Let $c:\mathbb{R} \rightarrow \mathbb{M}_n(\mathbb{R})$ defined by $$c(t)=A e^{tB}$$ where $A\in GL(n,\mathbb{R})$ and $B \in \mathbb{M}_n(\mathbb{R})$.
The question ask me to find $c'(0)$ and $(\text{det}\circ c)'(0)$.
Then find the derivative of $\text{det}:\mathbb{M}_n(\mathbb{R})\rightarrow \mathbb{R}$ at $A$
I did the first part, where: $$c'(0)=AB$$ $$(\text{det}\circ c)'(0)=\text{det}(A) \text{Tr}(B)$$
But I don't know how to deduce $D\text{det}_A$, the derivative of $\text{det}$ at $A$.
Here is what I was thinking, since $D\text{det}_A$ takes initial tangent vector (which is $c'(0)$) to initial tangent vector of $\text{det}\circ c$.
Hence,
$$D\text{det}_A(c'(0)) =(\text{det}\circ c)'(0) $$
and I don't know what to do next.
The idea was to exploit the fact that $$\det A\, tr B=(\det\circ c)'(0) = \nabla_X(\det X)'\big|_{X=c(0)}:c'(0)$$ with $\nabla_X(\det X)'$ being the gradient of the determinant with respect to coefficients of the matrix.
Hence, we get $$\det A\,tr B = \nabla (\det A):(AB)$$ As $\det A\ne0$, we can chose $AB$ to be whatever matrix we want: For example, if $AB=e_{ij}$, then $(\nabla (\det A):(AB)_{ij}=\nabla (\det A)_{ij}$, and on the other hand we have $B=A^{-1}e_{ij}$, therefore $tr B = (A^{-1})_{ji}$.
Finally, by enumerating all possible indices $i,j$ we conclude that $$\nabla(\det A) = \det A(A^{-1})^T.$$
As a side note, I think that Laplace development for determinant together with the notion of comatrix allow to obtain the above formula in a much easier way.

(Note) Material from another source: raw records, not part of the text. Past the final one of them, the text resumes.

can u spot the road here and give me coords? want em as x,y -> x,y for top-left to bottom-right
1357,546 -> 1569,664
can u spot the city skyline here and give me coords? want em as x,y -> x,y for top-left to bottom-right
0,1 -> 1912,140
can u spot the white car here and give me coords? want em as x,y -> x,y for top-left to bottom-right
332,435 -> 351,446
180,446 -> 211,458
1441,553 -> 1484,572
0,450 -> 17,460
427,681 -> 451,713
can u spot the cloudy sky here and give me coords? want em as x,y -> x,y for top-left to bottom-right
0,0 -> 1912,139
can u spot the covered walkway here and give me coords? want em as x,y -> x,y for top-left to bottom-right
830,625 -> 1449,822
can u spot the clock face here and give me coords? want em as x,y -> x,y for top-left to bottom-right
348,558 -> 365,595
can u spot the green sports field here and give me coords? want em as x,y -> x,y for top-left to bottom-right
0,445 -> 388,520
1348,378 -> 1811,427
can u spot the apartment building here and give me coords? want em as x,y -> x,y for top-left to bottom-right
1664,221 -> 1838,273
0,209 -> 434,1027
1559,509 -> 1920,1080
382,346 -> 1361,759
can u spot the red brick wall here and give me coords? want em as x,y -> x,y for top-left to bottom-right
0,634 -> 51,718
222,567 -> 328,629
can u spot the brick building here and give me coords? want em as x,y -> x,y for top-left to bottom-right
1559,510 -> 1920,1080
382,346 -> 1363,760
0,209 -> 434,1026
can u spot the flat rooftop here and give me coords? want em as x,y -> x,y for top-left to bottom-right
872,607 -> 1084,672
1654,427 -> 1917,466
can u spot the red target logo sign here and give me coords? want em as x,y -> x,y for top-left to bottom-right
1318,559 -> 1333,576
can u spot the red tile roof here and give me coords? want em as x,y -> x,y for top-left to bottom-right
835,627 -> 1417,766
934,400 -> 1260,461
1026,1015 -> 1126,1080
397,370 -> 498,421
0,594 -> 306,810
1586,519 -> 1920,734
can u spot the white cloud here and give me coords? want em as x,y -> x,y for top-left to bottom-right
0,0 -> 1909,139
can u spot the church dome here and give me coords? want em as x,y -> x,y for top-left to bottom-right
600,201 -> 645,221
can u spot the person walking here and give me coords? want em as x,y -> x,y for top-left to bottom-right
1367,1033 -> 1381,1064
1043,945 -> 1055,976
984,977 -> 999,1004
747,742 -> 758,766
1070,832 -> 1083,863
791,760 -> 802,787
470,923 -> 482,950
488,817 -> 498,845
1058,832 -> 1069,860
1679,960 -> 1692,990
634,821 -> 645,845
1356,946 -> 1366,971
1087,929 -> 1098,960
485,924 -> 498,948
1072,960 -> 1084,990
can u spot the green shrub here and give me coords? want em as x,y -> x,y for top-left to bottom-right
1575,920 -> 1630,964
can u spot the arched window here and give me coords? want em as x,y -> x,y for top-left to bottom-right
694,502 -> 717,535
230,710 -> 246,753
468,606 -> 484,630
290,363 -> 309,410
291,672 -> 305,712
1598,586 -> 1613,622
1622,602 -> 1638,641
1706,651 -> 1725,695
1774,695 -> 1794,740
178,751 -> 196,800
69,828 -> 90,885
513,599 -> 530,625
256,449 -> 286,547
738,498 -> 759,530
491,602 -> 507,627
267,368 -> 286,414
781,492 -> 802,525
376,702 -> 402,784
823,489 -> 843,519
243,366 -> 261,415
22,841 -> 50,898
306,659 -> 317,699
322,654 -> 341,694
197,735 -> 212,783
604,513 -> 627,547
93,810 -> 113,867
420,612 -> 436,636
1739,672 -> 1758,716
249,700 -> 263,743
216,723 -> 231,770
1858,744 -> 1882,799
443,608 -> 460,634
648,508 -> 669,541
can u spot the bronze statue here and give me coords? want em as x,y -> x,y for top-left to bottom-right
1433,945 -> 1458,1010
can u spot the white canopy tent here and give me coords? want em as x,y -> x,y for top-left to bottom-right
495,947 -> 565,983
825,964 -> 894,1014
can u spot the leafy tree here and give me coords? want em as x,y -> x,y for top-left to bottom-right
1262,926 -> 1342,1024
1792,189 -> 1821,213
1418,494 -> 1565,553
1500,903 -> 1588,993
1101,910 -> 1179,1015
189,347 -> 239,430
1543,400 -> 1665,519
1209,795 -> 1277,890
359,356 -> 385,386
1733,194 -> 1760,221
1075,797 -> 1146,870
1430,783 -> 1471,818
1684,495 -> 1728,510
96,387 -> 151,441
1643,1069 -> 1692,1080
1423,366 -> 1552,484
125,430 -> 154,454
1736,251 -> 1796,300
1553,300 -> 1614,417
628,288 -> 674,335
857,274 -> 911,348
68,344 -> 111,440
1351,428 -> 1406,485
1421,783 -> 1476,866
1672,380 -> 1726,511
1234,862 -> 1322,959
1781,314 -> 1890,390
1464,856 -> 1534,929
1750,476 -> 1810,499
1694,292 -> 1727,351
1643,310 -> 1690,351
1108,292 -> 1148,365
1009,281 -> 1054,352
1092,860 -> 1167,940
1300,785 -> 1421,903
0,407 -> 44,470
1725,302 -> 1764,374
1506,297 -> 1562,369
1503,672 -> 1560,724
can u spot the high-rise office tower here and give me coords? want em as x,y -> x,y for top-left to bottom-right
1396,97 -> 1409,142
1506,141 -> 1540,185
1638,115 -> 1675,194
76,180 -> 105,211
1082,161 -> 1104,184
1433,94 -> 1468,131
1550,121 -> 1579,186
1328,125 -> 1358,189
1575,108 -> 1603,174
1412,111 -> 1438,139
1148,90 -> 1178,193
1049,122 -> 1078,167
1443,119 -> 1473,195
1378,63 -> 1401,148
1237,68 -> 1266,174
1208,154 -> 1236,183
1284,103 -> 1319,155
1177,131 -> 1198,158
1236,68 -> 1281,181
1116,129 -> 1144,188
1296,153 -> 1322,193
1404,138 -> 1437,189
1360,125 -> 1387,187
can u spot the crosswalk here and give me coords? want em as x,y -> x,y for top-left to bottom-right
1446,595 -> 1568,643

An addendum: where the double contraction comes from: let $X $ with components $x_{ij}$ be a square matrix and we study the gradient of $f(X)$ - certain numerical function depending on $X$. This gradient $\nabla_X f(X)$ is a matrix whose components are $$(\nabla_X f(X))_{ij}=\frac{\partial f(X)}{\partial x_{ij}}.$$ Now let us suppose that $X=X(t)$ and we want the derivative of the function $t\to f(X(t))$. By the rule of composite derivative we get $$\frac{d}{dt}f(X(t)) = \sum_{ij}\frac{\partial f(X)}{\partial x_{ij}}\big|_{X=X(t)}\cdot \frac{d}{dt}x_{ij}(t). $$
Now, take into account that $\frac{d}{dt}x_{ij}(t)$ form a matrix $X'(t)$ and the definition of double contraction: $A:B = \sum_{i,j}A_{ij}B_{ij}$ to obtain $$\frac{d}{dt}f(X(t)) = \nabla_X f(X(t)):X'(t).$$
The derivative of the matrix is taken component-wise (i.e. "the derivative of a matrix is a matrix of derivatives").